Otras mañanas se aburría y encendía el televisor, pero Isabel atendía a las figuras, que desde el nivel más alto del andamio colocaban medio cilindro de plástico naranja primero adosado al edificio de la fábrica —el brazo, la nariz—, luego otro medio cilindro de plástico translúcido, que acoplaban para completar la geometría. Las figuras se movían con eficiencia: tomaban unas piezas, otras, las elevaban con poleas primero al nivel superior, más tarde al tercero, conforme avanzaban desmontaban el andamio. A mitad de la construcción, ya con los cilindros y el andamio a la altura de las salas de los empleados, dos coches aparcaron. Bajaron varios de los hombres jóvenes, admiraron la coreografía: en la lejanía, Isabel miraba a los hombres que miraban a las figuras trabajar. Casi habían terminado su labor.
No un brazo, no una nariz. A la fábrica le había crecido un tobogán.
Un gran tobogán en espiral, del nivel cuarto a la tierra de la calle. Antes del cambio al tercer turno, tres de las figuras accedieron a la fábrica; las otras permanecieron en torno a la boca. Pocos minutos después, las figuras —una, dos, tres— reaparecieron, tobogán abajo: conforme las escupía, las demás la recibían con júbilo; Isabel veía los aplausos. Mientras las figuras probaban la resistencia, los hombres abandonaron el edificio de la fábrica. Notó una calma tirante mientras las figuras recogían la base del andamio, y en el camión del día anterior lo guardaban todo, incluso a sí mismas.

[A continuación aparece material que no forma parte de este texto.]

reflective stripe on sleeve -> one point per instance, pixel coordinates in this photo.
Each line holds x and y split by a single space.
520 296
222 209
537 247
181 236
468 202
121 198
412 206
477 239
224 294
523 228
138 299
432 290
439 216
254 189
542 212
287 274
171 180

Isabel apoyó los brazos en la baranda, como si esos centímetros ganados le permitiesen afinar la vista. Algo iba a ocurrir. Cuando le tocaba revisar un maletín, presentía que faltaban varios tornillos, y faltaban, o que se habían colado los tacos que no eran, y era así. Esperó horas en el balconcito, mirando la fábrica, mirando el cambio del segundo al tercer turno, fijándose en que uno de los autobuses no había regresado a la ciudad, olvidándose del hambre. Una figura se deslizó por el tobogán: vestía el nuevo mono naranja para los empleados. Cuando aterrizó, le costó ponerse en pie: Isabel pensó que por el impacto, pero la figura se llevó las manos no al cuerpo, sino al rostro. Se tapaba las lágrimas. Otra figura más con el mono naranja: la primera la recibió, y se abrazaron. Se mostraron ambas un folio azul oscurísimo. Más tarde otra, y otra, y otra, hasta doce figuras vestidas de naranja, despedidas por el tobogán.